The government of Ukraine has introduced zero quotas for exports subject to licensing in 2022 of corn, oats, buckwheat, millet, sugar and salt suitable for human consumption, according to government resolution No. 207 dated March 5, published on the government website on Sunday.
According to the amendments he made to resolution No. 1424 on the list of goods whose export and import is subject to licensing, and quotas for 2022, dated December 29, 2021, zero quotas were also introduced for the export of live cattle and its frozen meat, “meat and edible meat offal, salted or in brine, dried or smoked; edible meal from meat or meat offal: bovine meat” (Ukrainian Customs Commodity Classification Codes for Foreign Trade code 021020).
Earlier on Sunday, Prime Minister Denys Shmyhal said the government had decided to limit the export of a number of socially important goods and the raw materials from which they are produced, but did not specify specific product groups.

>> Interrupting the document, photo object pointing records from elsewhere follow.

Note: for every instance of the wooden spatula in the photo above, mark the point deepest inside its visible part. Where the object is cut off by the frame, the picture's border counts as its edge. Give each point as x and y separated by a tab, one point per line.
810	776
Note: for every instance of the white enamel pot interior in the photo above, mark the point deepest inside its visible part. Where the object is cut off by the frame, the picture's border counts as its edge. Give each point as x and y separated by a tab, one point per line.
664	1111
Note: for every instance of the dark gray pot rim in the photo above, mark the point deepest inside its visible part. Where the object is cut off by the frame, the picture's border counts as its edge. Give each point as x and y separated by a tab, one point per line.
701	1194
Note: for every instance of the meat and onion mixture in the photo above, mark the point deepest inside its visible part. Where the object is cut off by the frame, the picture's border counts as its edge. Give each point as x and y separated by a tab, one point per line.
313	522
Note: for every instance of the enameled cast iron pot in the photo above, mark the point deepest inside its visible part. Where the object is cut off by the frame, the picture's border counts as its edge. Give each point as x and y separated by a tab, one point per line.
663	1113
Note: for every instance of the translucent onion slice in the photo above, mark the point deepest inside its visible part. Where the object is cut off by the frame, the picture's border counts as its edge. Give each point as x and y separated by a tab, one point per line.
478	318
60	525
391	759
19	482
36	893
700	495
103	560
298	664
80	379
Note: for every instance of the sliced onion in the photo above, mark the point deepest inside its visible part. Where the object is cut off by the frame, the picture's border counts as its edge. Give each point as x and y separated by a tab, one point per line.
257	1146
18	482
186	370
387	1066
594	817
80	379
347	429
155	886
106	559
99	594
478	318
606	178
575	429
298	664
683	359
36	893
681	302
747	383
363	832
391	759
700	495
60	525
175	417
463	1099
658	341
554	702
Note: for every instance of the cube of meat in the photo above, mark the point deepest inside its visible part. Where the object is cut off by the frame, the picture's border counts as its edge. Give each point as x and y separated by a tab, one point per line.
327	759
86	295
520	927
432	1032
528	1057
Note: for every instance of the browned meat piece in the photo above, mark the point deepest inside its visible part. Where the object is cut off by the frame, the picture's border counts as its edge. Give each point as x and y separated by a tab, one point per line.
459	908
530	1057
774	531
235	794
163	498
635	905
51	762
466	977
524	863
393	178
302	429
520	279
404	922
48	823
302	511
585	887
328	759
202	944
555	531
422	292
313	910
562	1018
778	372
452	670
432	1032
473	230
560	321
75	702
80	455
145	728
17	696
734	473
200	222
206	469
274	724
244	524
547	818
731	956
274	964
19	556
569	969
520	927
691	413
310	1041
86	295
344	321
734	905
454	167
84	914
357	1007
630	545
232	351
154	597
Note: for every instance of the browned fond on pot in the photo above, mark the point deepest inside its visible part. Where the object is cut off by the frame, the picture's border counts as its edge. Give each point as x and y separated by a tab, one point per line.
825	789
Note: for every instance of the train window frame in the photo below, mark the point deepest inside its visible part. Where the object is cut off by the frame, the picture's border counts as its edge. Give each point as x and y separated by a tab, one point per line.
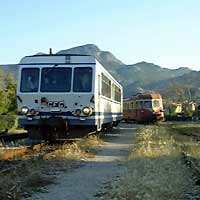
30	81
157	105
116	93
75	81
145	102
68	89
105	86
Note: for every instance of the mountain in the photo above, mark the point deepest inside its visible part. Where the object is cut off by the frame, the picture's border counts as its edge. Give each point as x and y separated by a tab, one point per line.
13	69
134	77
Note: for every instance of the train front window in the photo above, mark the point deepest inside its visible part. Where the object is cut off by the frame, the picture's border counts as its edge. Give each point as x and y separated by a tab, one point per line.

Ukraine has expanded the list of goods, the export permit for which will be issued by the Economy Ministry, by five positions: from now on, the export of wheat, corn, poultry meat, chicken eggs and sunflower oil is subject to licensing. Resolution No. 207, expanding the list of exports and imports subject to licensing and quotas in 2022, was adopted by the Cabinet of Ministers of Ukraine at a meeting on Saturday, March 5.
It is clarified that licensing has been introduced for the export of wheat and meslin (a mixture of wheat and rye, Ukrainian Customs Commodity Classification Codes for Foreign Trade code 1001), corn (1005), domestic chicken meat (0207 11-0207 14), domestic chicken eggs (0407 21 00 00) and sunflower oil (1512 11 91 00).
In December 2021, the government adopted resolution No. 1424, which extended the licensing of anthracite coal exports to 2022.
The border guards let 2,450 vehicles and containers with humanitarian cargo into the country since the beginning of the war, the State Border Guard Service of Ukraine reports.
“Some of them also go to the needs of people who, as a result of the war and shelling, were forced to leave their hometowns and villages and temporarily live in the western regions,” the report says.
U.S. Secretary of State Anthony Blinken has said that the United States will continue to provide assistance to Ukraine.
The United States has provided constant support to Ukraine, including with the aim of strengthening its defense capabilities. Only recently, this assistance has amounted to about $1 billion, Blinken said on Sunday at a joint press conference with Moldovan President Maia Sandu in Chisinau.
He said that the United States will continue to provide assistance, including by planes through Poland.
At the same time, he again called for peace and did not say that the United States needed to maintain diplomatic relations with the Russian Federation.
He described the situation in Ukraine as the biggest challenge faced by the region, including Moldova, over the past 30 years.
He said that the United States will provide assistance to all countries that are the first to face this challenge, having a common border with Ukraine. The United States will allocate $2.75 billion for this, including assistance to countries supporting Ukrainian refugees, Blinken said.
Blinken arrived late the evening before on a visit to Moldova. On Sunday, he held meetings with the President, Prime Minister and Minister of Foreign Affairs and European Integration of Moldova.
Ukraine insists that a special monitoring mission of the Organization for Security and Cooperation in Europe (OSCE) should establish round-the-clock control and analysis of the situation at all domestic nuclear facilities, in particular, Chornobyl and Zaporizhia, as well as other Ukrainian operating nuclear power plants.
As reported on the website of the Ministry of Energy of Ukraine on Sunday, this is stated in a joint appeal of Energy Minister Herman Haluschenko and heads of the State Nuclear Regulatory Inspectorate Oleh Korikov and the state-owned enterprise Energoatom Petro Kotin dated March 5, sent to OSCE Secretary General Helga Maria Schmid.
According to Haluschenko, the letter contains detailed information about the criminal and threatening actions of the Russian army near and at the nuclear facilities of Ukraine themselves. This refers primarily to the seizure of Chornobyl and Zaporizhia nuclear power plants and, at the same time, the terror of personnel and residents near the cities.
The authors of the appeal called on the OSCE to immediately begin work to establish and document all the facts of the crimes of the Russian troops that threaten the safe operation of nuclear facilities and could lead to an environmental catastrophe on a global scale, the report says.
Azerbaijan has evacuated over 9,000 of its citizens from Ukraine since the start of the Russian-Ukrainian war, Azerbaijani Foreign Minister Jeyhun Bayramov said on Saturday. “About 9,500 citizens of Azerbaijan were evacuated from Ukraine as of the morning of March 5. Most of them were evacuated via the ground border with Moldova,” Bayramov said.
Some of the evacuated Azerbaijanis were to return home by plane from Poland on Saturday and from Romania on Sunday, he said.